Durante una buena parte del siglo XIX yo -es decir mis ancestros que me precedieron en esta tarea- frecuenté los tendidos de ferrocarriles llevando hacia puertos donde los hombres, insatisfechos de la vida, se embarcan hacia el sur. Conozco mejor los embarcaderos de la costa Atlántica que mi ciudad natal, de la cual olvidé los nombres. En uno de esos viajes en un tren que iba de Paris a Burdeos, encontramos un hombre joven e inicié con él nuestra única conversación. Decía haber nacido en el sur de las tierras americanas y de padres franceses; tenía aspecto curiosamente de típico criollo.

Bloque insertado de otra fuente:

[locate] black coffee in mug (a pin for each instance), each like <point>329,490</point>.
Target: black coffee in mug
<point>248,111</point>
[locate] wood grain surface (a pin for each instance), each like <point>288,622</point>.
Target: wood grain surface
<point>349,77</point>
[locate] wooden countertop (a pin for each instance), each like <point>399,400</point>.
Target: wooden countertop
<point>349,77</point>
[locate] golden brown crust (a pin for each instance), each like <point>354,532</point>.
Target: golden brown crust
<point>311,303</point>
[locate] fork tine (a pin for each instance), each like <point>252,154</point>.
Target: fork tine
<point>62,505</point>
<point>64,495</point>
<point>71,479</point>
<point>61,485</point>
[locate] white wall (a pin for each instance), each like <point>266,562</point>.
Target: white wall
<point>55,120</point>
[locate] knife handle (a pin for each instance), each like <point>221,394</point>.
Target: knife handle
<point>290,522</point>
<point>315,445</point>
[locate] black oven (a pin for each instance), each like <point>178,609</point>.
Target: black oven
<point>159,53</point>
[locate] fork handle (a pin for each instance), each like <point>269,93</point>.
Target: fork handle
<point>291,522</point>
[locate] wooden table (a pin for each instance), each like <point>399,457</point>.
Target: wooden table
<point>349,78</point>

Pudiera ser a causa del sol austral, la práctica de nadar a mar abierto, escuchar esa lengua colonial próxima el español rudimentario; quizá porque nació en una banda donde violencia, guerra, miseria y epidemias multiplicaron los desastres.
El barco en el cual él había reservado camarote, el Harriet debía levantar anclas el 26 de marzo de 1867 y navegar hacia la América meridional. Ahora que lo evoco, escuchando el cuerno de niebla de mi amnesia, no fui yo quien fue hacia él sino él que vino hacia mí. Creo que ni siquiera podía pagarse una cucheta para dormir; habiendo doblegado el sueño y habituado a departir con sus pesadillas, quizá no necesitaba dormir. Prolongaba la conversación para acortar su viaje al final de la noche, como si supiera quién era yo y la singular tarea realizada durante esos viajes, con otra finalidad que aquella indicada sobre el billete. Se podía distinguir en su mirada, la feroz voluntad de un hombre decidido a construir su propia leyenda. Eso recién lo comprendí más tarde; como si él avanzara los planos ocultos de nuestra organización.

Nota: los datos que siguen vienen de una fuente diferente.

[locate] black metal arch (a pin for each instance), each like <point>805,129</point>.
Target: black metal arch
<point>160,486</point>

El muchacho ardía ante la inminencia de la obra a venir, el extraño presentimiento que sería responsable de alguna iluminación anegando su voluntad embrujada por un mundo otro, desafiando los límites endebles de la razón y la gramática. Esa era su fuerza y más aún: las fuerzas turbias que lo habitaban. Dijo como al pasar que iba a visitar a su padre, un funcionario que se dejó seducir por esa ciudad inexistente que evitaba nombrar y seguramente moriría allí; si es irrebatible que la muerte desprecia el tiempo de los hombres, ella elige con delicadeza sus propios dominios. En ningún momento habló de su madre, deduje que allí había una dolorosa historia de familia que lo angustiaba. Iba de visita y llevaba con él, me dijo (decidí que le hablaba al narrador del relato) las primeras páginas de una obra extraña. Me sonrió queriendo insinuar que extraño era a su criterio el artificio de ocultar el genio incomprendido. Estaba trancado, sin percibir continuidad a un comienzo fulgurante; agregó que si en el presente estaba recorriendo el campo de batalla de la infancia y llegaba a recordar desastres del pasado, podría acaso hallar el eslabón faltante entre desvarío y escritura.

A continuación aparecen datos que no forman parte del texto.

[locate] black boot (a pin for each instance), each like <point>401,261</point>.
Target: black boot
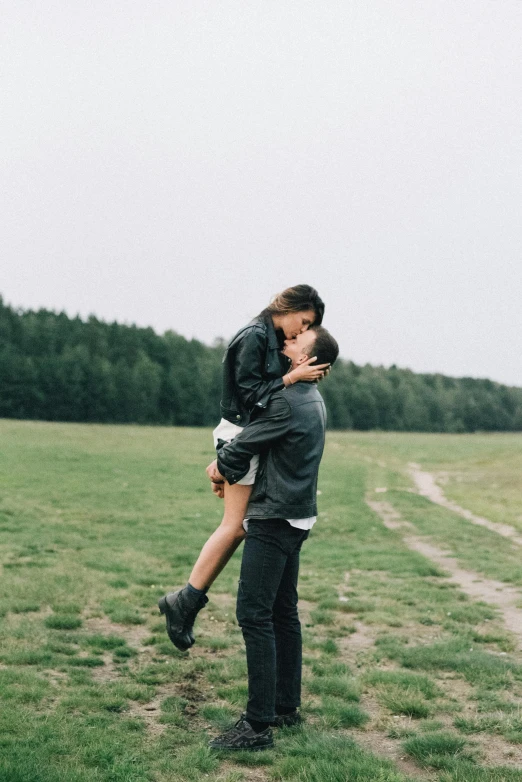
<point>180,609</point>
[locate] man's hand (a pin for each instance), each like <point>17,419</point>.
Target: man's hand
<point>307,371</point>
<point>213,473</point>
<point>218,489</point>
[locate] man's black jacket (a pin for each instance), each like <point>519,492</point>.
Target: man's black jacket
<point>289,436</point>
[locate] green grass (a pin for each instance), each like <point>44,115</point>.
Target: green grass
<point>98,522</point>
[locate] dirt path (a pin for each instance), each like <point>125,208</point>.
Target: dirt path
<point>428,487</point>
<point>496,593</point>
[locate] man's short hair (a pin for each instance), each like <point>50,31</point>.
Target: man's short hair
<point>325,346</point>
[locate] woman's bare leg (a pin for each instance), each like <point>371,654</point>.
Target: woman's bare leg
<point>224,541</point>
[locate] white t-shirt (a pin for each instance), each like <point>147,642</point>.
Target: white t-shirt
<point>299,523</point>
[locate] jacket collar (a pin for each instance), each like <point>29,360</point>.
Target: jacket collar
<point>273,341</point>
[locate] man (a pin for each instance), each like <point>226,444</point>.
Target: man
<point>289,436</point>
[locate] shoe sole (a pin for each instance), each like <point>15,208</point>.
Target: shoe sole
<point>242,749</point>
<point>164,608</point>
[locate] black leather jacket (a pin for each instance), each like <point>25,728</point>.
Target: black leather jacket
<point>289,436</point>
<point>253,368</point>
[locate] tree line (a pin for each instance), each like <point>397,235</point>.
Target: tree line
<point>57,368</point>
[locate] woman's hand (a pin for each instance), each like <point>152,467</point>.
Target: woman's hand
<point>306,371</point>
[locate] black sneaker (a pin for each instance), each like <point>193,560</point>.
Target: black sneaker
<point>242,736</point>
<point>180,610</point>
<point>287,720</point>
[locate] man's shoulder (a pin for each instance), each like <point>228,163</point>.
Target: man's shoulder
<point>302,393</point>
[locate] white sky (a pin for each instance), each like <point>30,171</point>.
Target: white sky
<point>174,164</point>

Me sentía incómodo en esa situación, la conversación era explícita y respondía -por anticipado- a preguntas que nunca le había formulado. El desconocido parecía facilitarme el acceso a determinada instancia mágica que no había todavía logrado descubrir. Me hablaba como sabiendo que yo formaba parte de esa sociedad secreta y que si tal no fuera el caso, no habría podido soportar su intuición. Creo que destilaba la información a su gusto y antojo, era un hombre muy joven, estaba decidido a no llegar lejos, cargaba más recuerdos que si tuviera mil años y estaba apurado por abrazar la muerte. A esa edad que aparentaba, los jóvenes confunden vida con gran aventura, extraviándose en detalle insoportables; él no. Lucien -apelativo que tenía el orgullo de atribuirse para “este viaje” a causa del sortilegio que hallaba en los segundos nombres- ocultaba informaciones que hubieran permitido tentar una somera biografía. Se confinaba a avanzar informaciones suficientes para novelar la figura del autor más próxima al espectro, un autor -Lucien lo sabía por poderes espiritistas- era sombra y enigma al mismo tiempo.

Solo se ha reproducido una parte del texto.